Page MenuHomePhabricator

Split Min Dong (cdo) translations
Open, Needs TriagePublic

Description

Per consensus at cdowiki and translatewiki.net, we would need to have Min Dong translations in both Han script (cdo-hani) and Latin script (cdo-latn) separated, and disable cdo as "This language code should remain unused. Localise in cdo-hani or cdo-latn please.".

Event Timeline

Restricted Application added a subscriber: Zppix. · View Herald TranscriptJun 30 2016, 12:42 AM

We need some questions answered:

  1. Which code should cdo fall back to? cdo-hant or cdo-latn?
  2. Which language should cdo-latn fall back to?
  3. What should be the autonym of cdo-latn?
  1. Which code should cdo fall back to? cdo-hant or cdo-latn?
  2. Which language should cdo-latn fall back to?

I think

  • What should be the autonym of cdo-latn?
  • cdo-latn: Mìng-dĕ̤ng-ngṳ̄
  • cdo-hani: 閩東語
Yejianfei added a subscriber: Yejianfei.EditedJul 1 2016, 5:14 PM

The creator of Min Dong wiki (cdo wiki) was GnuDoyng. He was a Fuzhou Christian and the Fuzhou version of Bible was printed in cdo-latn script (Min Dong Chinese, Foochow Romanized script), and therefore he preferred to type in cdo-latn script. As a result, the cdo wiki used to be only written in the cdo-latn script.

As time went by, some other native Min Dong speakers came to edit the cdo wiki, and many editors preferred to use the cdo-hani script (Min Dong Chinese, Chinese characters script). As a result, on June 22nd, 2013, the first cdo-hani script entry was added into the cdo wiki. Then, here came many cdo-hani script entries, and the two scripts in our cdo wiki started to run together parallelly. Now we hope these two scripts will be separated into two part, namely cdo-latn and cdo-hani, just like the Chinese wiki, where exists four variant scripts, namely zh-cn, zh-tw, zh-hk and zh-sg.

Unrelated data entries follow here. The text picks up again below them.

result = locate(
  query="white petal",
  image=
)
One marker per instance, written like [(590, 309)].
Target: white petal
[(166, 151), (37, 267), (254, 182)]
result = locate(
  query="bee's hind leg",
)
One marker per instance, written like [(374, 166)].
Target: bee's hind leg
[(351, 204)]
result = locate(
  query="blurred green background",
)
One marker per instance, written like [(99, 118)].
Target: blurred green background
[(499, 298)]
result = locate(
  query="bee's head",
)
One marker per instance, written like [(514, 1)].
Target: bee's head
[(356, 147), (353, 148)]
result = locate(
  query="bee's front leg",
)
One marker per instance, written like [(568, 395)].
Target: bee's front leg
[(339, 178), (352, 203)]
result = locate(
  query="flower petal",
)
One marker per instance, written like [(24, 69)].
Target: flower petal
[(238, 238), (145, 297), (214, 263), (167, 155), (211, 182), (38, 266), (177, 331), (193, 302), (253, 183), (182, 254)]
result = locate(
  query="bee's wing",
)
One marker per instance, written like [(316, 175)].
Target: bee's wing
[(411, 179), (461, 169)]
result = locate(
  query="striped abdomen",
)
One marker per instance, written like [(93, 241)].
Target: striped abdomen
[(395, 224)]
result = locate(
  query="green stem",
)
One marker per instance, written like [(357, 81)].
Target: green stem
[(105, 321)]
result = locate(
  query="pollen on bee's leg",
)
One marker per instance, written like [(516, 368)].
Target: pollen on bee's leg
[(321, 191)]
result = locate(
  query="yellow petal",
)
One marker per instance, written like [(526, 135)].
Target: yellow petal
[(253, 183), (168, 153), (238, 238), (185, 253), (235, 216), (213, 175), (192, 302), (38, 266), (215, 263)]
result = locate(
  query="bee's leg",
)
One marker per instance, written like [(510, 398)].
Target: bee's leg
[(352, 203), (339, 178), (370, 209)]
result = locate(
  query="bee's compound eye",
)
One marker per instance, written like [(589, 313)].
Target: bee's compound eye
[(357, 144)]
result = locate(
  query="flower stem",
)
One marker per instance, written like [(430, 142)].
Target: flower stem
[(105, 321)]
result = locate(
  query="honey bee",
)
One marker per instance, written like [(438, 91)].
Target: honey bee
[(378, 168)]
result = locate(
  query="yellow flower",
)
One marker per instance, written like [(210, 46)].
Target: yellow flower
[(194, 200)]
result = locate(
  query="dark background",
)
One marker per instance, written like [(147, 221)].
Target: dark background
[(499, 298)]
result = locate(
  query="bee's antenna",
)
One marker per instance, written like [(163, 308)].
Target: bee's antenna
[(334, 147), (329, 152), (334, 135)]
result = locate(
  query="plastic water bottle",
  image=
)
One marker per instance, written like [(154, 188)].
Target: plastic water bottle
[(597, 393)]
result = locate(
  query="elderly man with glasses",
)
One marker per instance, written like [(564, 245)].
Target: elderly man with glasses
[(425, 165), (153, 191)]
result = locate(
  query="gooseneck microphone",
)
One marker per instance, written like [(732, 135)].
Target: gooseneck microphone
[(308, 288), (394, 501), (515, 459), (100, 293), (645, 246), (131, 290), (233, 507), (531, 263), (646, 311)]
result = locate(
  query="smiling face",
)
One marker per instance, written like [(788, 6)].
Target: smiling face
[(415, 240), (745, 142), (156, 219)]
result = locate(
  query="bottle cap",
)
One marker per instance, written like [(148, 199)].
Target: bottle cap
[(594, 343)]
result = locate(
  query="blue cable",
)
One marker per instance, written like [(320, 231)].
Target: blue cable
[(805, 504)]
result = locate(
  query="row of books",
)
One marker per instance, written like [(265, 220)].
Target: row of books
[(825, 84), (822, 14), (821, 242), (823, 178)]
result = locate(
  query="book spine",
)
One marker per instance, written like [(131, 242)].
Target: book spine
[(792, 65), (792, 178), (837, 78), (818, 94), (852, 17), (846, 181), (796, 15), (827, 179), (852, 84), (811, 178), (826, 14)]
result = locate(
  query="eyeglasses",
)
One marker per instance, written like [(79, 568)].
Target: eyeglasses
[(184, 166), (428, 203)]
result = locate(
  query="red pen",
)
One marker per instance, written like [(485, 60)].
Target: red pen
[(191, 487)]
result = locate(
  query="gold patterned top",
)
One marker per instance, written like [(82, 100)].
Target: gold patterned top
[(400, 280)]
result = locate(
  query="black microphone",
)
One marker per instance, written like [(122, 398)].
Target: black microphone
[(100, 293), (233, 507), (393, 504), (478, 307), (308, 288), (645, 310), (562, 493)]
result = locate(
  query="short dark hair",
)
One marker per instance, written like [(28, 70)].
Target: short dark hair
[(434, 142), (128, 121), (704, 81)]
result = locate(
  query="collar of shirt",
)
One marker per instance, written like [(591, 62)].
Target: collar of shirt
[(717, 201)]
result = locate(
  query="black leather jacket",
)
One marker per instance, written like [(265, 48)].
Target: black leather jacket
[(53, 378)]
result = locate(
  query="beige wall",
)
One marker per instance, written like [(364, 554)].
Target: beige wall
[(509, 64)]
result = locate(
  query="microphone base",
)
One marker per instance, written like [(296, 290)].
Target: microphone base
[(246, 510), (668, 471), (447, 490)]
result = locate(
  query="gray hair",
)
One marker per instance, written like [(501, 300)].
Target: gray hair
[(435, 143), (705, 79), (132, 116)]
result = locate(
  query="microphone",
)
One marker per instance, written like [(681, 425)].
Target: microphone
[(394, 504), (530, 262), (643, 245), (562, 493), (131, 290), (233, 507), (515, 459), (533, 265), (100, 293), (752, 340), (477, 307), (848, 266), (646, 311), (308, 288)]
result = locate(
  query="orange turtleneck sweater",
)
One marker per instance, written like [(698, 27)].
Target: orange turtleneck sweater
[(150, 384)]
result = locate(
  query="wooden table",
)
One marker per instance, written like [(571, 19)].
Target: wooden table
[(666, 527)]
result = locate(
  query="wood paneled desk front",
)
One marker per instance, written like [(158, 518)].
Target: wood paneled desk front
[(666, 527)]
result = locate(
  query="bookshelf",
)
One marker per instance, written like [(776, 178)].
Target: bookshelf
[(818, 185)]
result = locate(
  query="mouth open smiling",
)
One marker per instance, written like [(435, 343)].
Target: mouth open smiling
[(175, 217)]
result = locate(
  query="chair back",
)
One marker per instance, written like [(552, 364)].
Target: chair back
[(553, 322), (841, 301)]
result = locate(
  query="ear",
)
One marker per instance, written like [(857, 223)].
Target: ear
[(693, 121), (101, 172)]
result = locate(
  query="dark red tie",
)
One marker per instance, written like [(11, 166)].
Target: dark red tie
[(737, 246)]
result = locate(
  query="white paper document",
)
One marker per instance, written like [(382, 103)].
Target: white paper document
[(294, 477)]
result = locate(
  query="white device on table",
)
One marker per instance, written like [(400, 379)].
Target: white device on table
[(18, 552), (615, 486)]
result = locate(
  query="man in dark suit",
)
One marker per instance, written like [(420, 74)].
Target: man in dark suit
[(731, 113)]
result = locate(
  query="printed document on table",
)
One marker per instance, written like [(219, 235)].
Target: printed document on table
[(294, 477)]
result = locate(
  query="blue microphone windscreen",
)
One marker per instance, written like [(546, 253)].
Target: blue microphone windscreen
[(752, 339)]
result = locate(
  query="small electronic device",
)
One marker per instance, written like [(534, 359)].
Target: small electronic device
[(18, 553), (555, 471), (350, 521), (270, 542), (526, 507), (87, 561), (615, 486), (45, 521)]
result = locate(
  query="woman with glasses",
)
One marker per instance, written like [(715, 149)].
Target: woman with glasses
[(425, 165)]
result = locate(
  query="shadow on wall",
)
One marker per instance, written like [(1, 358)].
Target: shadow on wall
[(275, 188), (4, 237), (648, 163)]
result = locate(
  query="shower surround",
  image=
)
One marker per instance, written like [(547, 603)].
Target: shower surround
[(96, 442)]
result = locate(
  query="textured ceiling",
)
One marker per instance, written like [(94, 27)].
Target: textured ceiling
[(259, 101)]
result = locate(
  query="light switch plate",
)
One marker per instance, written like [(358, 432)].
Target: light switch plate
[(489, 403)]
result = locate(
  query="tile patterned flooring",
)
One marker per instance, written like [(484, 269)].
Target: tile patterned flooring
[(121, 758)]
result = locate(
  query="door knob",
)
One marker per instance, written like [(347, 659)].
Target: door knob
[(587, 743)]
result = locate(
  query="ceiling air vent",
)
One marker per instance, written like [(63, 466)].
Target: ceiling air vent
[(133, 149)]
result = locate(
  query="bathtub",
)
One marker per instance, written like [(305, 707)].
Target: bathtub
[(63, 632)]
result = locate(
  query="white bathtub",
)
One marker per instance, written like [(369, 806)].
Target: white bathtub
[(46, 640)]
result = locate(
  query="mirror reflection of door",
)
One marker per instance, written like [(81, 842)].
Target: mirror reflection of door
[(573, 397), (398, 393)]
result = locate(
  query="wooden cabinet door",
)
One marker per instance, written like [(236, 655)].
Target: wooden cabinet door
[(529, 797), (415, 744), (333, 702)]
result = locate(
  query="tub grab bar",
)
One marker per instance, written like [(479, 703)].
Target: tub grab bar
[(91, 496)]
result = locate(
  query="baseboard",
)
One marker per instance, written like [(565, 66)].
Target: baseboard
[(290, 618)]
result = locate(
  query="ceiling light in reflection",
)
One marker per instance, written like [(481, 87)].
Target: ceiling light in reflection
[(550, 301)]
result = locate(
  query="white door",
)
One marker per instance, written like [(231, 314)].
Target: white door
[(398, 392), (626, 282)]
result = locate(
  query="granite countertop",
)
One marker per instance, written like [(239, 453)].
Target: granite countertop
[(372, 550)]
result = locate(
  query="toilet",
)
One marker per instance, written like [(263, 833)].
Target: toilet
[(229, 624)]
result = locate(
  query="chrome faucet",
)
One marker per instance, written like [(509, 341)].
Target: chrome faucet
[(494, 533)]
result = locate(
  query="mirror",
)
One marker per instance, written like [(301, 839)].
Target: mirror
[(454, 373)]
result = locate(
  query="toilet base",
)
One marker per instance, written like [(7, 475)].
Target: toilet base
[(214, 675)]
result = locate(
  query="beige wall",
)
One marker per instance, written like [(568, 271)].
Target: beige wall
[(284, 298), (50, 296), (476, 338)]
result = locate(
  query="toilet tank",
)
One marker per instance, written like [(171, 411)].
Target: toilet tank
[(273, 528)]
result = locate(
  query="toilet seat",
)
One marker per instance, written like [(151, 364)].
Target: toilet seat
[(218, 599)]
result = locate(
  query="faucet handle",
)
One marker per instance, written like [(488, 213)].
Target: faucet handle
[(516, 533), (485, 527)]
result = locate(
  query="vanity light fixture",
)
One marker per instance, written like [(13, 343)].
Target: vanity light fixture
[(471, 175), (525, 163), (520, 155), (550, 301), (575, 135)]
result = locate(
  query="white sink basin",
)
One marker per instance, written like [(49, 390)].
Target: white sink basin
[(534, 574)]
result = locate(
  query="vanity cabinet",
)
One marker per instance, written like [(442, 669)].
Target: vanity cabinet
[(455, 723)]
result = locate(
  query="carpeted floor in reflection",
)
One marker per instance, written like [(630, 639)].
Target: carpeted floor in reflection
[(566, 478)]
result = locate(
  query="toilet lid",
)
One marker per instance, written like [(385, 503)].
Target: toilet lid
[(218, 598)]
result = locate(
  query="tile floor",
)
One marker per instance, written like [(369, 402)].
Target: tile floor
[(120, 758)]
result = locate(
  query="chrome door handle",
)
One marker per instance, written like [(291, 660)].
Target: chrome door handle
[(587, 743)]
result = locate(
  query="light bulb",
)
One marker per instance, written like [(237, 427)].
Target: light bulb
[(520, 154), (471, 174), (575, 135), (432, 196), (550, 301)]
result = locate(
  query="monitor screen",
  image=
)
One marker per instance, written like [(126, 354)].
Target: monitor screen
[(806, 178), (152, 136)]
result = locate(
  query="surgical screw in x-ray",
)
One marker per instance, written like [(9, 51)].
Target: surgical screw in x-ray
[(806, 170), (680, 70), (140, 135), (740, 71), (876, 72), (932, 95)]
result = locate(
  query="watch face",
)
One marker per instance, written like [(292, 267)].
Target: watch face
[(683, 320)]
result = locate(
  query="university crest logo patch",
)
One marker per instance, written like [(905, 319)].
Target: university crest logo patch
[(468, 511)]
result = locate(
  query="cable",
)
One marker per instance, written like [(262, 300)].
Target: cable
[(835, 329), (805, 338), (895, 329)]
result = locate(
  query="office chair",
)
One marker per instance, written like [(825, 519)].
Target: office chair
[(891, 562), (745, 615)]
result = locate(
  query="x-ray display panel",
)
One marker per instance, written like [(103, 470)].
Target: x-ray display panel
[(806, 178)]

The default/fallback locale does not really matter, I think. It could be either one. If it is really a technical problem, I think the default locale could be cdo-latn, as it contains more entries than the cdo-hani entries.

To sum up, the cdo wiki should be separated into two scripts, namely

CodeEnglish NameNative NameAlternative Native Name (Full Name)
cdo-latnMin Dong Chinese - Foochow RomanizedMìng-dĕ̤ng-ngṳ̄Mìng-dĕ̤ng-ngṳ̄ Bàng-uâ-cê/閩東語平話字
cdo-haniMin Dong Chinese - Chinese characters閩東語Mìng-dĕ̤ng-ngṳ̄ Háng-cê/閩東語漢字

How can we move on this process? Who knows how to contribute something for this project?

How can we move on this process? Who knows how to contribute something for this project?

This request is stuck because it's hard to tell which direction is really good. Such requests are easier to satisfy if all of the following is met:

  • we end up exposing users to less mixed script localisation, not more;
  • the affected Wikimedia wikis stay in the language they're supposed to be in per LangCom decision;
  • there is consensus at the affected communities;
  • there is a demonstrated workforce to translate both the proposed locales;
  • no LanguageConverter needs to be developed.

Currently, if I see correctly, this request doesn't satisfy any of these points, so it's nearly the hardest possible situation to be in.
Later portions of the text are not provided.